Oxidation of pyrazolone pharmaceuticals by peracetic acid: Kinetics, mechanism and genetic toxicity variations

This study evaluated the oxidation of three pyrazolone pharmaceuticals (i.e., Aminopyrine (AMP), Antipyrine (ANT), and Isopropylphenazone (PRP) by PAA. Experimental results showed that PAA exhibited structure selectivity to the above three pharmaceuticals and oxidized AMP with the highest reactivity. The degradation kinetics of AMP was investigated by calculating the apparent second-order rate constants (kapp) under different initial pH. Through kinetic simulation, the second-order rate constants of elementary reactions between AMP (i.e., neutral (AMP0) and protonated (AMP+) species) with PAA (i.e., neutral (PAA0) and anionic (PAA-) species) were obtained to be 0.34 ± 0.077 M-1 s-1(k"AMP+, PAA0), 0.89 ± 0.091 M-1 s-1(k"AMP0, PAA-) and 5.94 ± 0.142 M-1 s-1(k"AMP0, PAA0), respectively.
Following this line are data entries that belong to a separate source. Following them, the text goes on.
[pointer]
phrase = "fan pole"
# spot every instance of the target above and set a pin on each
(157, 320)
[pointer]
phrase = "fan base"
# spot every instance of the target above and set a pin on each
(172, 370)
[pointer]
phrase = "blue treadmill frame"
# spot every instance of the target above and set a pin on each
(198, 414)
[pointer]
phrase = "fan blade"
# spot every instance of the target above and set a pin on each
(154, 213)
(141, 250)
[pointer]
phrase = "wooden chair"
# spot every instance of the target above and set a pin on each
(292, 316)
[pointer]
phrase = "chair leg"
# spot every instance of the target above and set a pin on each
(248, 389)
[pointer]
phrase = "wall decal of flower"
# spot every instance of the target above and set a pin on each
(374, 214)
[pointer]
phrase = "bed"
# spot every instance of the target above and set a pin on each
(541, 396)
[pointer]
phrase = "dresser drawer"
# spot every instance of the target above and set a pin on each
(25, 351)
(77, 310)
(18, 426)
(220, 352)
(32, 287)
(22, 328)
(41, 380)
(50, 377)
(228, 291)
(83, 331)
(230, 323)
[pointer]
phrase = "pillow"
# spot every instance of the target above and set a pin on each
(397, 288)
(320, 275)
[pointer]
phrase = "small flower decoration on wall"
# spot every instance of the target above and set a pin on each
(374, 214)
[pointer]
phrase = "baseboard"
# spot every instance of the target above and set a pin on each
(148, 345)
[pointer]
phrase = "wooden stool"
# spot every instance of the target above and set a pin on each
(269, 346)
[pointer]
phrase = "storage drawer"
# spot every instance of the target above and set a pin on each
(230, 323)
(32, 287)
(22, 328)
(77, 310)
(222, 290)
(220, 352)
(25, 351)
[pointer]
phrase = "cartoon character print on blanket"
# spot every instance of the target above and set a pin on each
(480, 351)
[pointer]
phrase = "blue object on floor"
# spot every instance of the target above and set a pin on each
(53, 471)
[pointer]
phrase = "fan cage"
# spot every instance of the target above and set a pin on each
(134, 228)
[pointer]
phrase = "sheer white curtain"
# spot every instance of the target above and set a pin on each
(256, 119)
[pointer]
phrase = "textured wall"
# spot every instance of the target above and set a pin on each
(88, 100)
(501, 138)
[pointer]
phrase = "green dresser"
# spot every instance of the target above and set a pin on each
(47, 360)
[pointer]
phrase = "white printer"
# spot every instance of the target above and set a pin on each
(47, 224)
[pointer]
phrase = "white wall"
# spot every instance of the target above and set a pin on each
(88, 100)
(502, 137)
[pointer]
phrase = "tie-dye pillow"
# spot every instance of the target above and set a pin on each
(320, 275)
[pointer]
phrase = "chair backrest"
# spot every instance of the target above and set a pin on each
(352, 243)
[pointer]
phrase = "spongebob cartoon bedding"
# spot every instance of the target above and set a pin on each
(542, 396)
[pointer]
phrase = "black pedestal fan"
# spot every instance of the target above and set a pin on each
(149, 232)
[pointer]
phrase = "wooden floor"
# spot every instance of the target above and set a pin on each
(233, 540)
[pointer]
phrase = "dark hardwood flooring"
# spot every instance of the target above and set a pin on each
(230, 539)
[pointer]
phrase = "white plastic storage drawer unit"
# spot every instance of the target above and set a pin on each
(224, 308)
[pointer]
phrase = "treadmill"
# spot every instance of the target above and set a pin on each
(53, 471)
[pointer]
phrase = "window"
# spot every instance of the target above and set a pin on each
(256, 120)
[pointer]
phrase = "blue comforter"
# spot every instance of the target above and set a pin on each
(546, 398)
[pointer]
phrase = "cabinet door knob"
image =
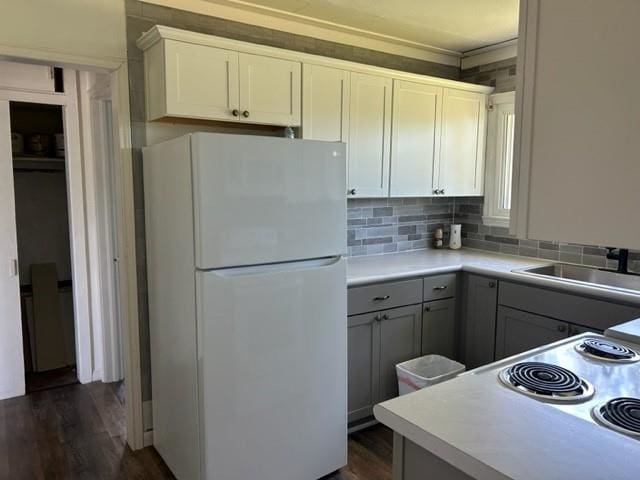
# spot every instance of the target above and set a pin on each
(380, 299)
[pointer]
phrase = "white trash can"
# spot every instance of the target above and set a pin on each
(424, 371)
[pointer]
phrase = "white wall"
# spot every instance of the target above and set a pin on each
(65, 31)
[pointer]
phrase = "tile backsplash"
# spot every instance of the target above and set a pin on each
(389, 225)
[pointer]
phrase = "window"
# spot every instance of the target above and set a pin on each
(501, 121)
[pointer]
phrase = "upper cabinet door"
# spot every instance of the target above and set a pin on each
(325, 103)
(369, 135)
(464, 118)
(201, 82)
(270, 90)
(415, 141)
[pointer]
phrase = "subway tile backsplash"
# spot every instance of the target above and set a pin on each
(390, 225)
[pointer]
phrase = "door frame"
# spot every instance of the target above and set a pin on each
(76, 213)
(126, 238)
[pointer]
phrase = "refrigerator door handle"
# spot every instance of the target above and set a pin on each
(272, 268)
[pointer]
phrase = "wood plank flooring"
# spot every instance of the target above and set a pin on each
(78, 432)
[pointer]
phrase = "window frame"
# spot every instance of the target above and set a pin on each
(501, 106)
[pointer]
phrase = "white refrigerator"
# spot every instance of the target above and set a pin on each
(247, 305)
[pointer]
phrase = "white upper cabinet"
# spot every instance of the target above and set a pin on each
(576, 166)
(201, 82)
(269, 90)
(325, 103)
(369, 135)
(415, 142)
(187, 80)
(464, 118)
(407, 135)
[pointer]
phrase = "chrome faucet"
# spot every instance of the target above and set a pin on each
(622, 257)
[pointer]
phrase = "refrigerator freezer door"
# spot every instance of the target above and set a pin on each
(272, 366)
(261, 199)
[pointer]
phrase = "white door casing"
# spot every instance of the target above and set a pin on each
(11, 353)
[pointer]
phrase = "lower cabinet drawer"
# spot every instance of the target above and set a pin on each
(592, 313)
(384, 295)
(439, 286)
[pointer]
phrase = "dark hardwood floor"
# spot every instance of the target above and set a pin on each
(78, 432)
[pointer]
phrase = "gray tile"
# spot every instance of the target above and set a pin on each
(548, 246)
(570, 257)
(382, 211)
(549, 254)
(568, 248)
(507, 240)
(375, 249)
(594, 261)
(374, 241)
(508, 249)
(528, 252)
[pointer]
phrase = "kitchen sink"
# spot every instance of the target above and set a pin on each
(585, 275)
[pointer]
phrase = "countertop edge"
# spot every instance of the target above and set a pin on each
(509, 275)
(447, 452)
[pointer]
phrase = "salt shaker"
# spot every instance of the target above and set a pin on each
(437, 238)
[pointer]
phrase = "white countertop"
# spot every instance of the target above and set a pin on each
(494, 433)
(489, 432)
(382, 268)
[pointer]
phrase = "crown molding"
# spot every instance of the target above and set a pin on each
(490, 54)
(239, 11)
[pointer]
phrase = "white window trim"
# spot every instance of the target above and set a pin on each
(501, 105)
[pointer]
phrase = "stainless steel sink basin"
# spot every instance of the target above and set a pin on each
(585, 275)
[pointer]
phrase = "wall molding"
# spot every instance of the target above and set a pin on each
(490, 54)
(302, 25)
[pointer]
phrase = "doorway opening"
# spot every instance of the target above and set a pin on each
(44, 252)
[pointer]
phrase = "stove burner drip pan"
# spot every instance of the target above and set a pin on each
(546, 382)
(601, 349)
(621, 414)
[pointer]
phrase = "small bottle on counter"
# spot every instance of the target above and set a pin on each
(438, 236)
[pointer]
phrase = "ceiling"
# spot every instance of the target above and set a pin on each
(453, 25)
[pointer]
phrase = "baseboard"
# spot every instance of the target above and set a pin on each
(362, 425)
(147, 439)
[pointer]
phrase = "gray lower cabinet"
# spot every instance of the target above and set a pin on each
(399, 341)
(518, 331)
(480, 304)
(439, 328)
(377, 341)
(363, 346)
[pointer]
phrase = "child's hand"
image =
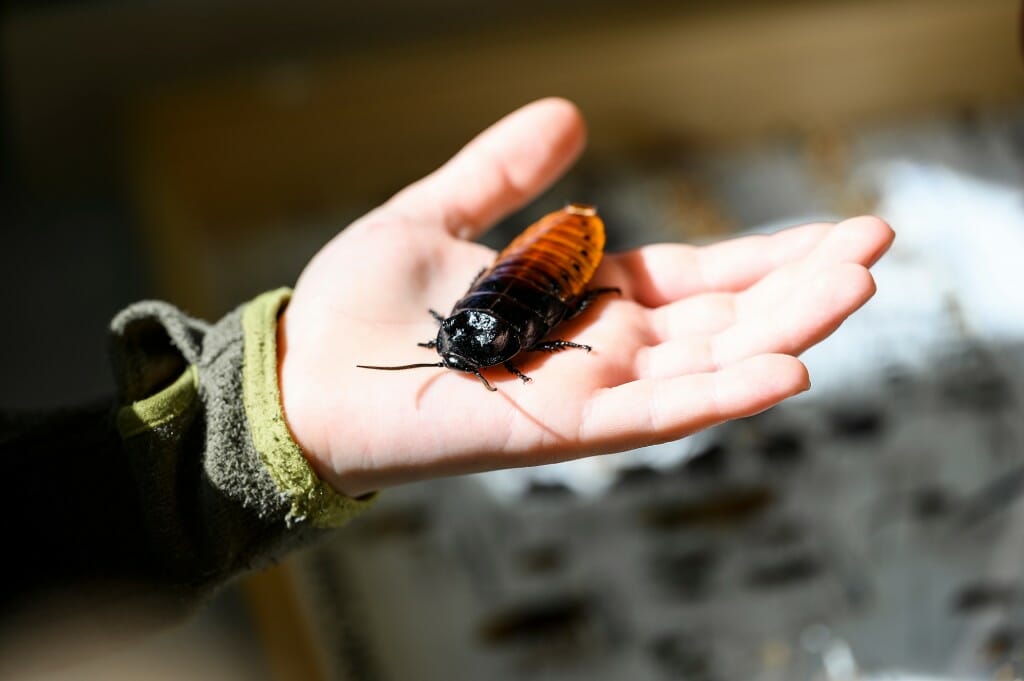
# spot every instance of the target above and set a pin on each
(699, 335)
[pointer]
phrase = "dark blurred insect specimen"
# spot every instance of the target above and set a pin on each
(538, 282)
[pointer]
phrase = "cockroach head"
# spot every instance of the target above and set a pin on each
(473, 339)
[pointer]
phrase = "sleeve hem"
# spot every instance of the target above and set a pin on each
(162, 408)
(310, 498)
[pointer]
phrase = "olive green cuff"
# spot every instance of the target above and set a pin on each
(145, 415)
(311, 499)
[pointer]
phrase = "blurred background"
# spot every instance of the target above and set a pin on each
(202, 152)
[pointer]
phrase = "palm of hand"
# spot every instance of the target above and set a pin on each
(698, 336)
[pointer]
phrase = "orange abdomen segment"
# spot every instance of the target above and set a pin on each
(558, 254)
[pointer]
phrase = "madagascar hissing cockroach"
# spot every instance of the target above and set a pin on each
(539, 281)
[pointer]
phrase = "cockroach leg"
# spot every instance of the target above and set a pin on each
(484, 382)
(555, 346)
(590, 297)
(512, 369)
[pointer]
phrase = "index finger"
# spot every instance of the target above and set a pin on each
(665, 272)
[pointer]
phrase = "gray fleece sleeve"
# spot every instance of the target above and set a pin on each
(189, 478)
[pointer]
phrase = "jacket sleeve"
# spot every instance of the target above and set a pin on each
(189, 478)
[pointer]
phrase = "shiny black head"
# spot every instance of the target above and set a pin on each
(469, 341)
(473, 339)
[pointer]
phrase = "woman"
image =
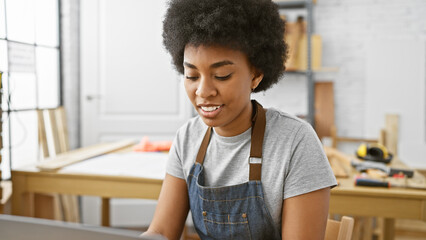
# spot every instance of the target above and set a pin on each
(245, 172)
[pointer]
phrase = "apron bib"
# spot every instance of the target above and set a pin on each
(238, 211)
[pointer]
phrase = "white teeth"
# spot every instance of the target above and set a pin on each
(210, 109)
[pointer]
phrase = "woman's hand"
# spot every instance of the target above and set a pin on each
(305, 216)
(172, 209)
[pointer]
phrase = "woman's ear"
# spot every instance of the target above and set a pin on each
(257, 78)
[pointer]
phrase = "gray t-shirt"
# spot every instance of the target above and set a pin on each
(294, 162)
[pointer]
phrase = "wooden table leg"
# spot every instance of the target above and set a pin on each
(105, 212)
(22, 201)
(389, 229)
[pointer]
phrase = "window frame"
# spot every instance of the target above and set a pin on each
(5, 114)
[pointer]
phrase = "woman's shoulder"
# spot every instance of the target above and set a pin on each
(285, 121)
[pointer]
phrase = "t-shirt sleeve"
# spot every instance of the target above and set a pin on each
(308, 168)
(174, 165)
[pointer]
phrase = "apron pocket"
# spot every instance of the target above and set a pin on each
(227, 226)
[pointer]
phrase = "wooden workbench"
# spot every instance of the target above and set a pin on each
(346, 199)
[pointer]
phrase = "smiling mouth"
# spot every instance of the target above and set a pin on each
(210, 109)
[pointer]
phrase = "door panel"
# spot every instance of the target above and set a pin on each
(129, 87)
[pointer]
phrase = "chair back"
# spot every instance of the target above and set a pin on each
(339, 230)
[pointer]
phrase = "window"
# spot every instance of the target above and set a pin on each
(30, 61)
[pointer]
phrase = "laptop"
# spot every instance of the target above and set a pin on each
(23, 228)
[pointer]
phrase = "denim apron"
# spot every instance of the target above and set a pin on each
(238, 211)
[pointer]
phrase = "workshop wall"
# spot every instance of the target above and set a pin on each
(347, 29)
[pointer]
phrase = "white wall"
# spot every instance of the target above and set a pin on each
(347, 28)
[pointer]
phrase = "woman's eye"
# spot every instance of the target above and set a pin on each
(191, 78)
(224, 77)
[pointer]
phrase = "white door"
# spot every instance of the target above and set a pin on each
(128, 86)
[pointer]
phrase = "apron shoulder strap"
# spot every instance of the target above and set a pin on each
(203, 148)
(257, 135)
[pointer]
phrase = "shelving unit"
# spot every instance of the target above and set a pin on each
(308, 5)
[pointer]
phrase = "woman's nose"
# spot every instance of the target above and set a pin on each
(206, 88)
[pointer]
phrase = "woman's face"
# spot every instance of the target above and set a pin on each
(218, 82)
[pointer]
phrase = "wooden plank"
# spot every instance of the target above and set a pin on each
(61, 123)
(42, 135)
(74, 156)
(54, 130)
(389, 228)
(324, 108)
(391, 128)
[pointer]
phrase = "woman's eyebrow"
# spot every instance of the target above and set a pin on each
(221, 63)
(189, 65)
(214, 65)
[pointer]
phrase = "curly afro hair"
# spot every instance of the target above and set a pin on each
(251, 26)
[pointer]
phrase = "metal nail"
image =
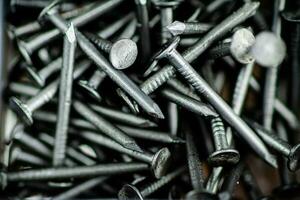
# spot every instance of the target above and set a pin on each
(156, 80)
(122, 117)
(131, 192)
(189, 103)
(80, 188)
(144, 29)
(224, 154)
(28, 47)
(65, 97)
(106, 127)
(187, 28)
(18, 154)
(201, 86)
(291, 152)
(24, 110)
(75, 172)
(159, 161)
(261, 52)
(166, 12)
(122, 53)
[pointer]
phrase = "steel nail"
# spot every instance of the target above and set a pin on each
(224, 154)
(131, 192)
(144, 29)
(262, 53)
(28, 47)
(76, 172)
(186, 28)
(18, 154)
(65, 97)
(24, 110)
(159, 161)
(122, 117)
(291, 152)
(189, 103)
(70, 151)
(80, 188)
(122, 53)
(106, 127)
(156, 80)
(201, 86)
(166, 12)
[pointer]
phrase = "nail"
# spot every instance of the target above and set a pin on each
(252, 189)
(290, 152)
(23, 30)
(292, 20)
(70, 151)
(166, 11)
(91, 85)
(189, 103)
(122, 117)
(28, 47)
(184, 89)
(106, 127)
(144, 29)
(24, 110)
(122, 53)
(131, 192)
(151, 135)
(34, 26)
(80, 188)
(224, 154)
(156, 80)
(279, 106)
(129, 30)
(117, 76)
(75, 172)
(28, 4)
(200, 85)
(187, 28)
(173, 119)
(35, 145)
(231, 182)
(159, 161)
(65, 97)
(115, 26)
(261, 52)
(18, 154)
(23, 89)
(194, 163)
(42, 75)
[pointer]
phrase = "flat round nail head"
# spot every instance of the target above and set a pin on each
(170, 46)
(241, 43)
(129, 192)
(224, 157)
(123, 53)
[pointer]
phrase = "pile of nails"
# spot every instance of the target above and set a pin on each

The PAA could oxidize AMP via electrophilic attack, and the degradation site of AMP was confirmed to be the central nitrogen of -N(CH3)2 with the highest relative electrophilicity (sk-/sk+, 48.8614) by Density Functional Theory (DFT) calculation. The intermediates/products of AMP degradation were identified by high-performance liquid chromatography-mass spectrometry (LC-MS/MS), and the transformation pathways of AMP during PAA oxidation were inferred to be hydroxylation, demethylation, and CC cleavage. The genetic toxicity of AMP contaminated water could be reduced after PAA oxidation, which was evaluated by the micronucleus test of Vicia faba root tips.PMID:34800509 | DOI:10.1016/j.chemospher...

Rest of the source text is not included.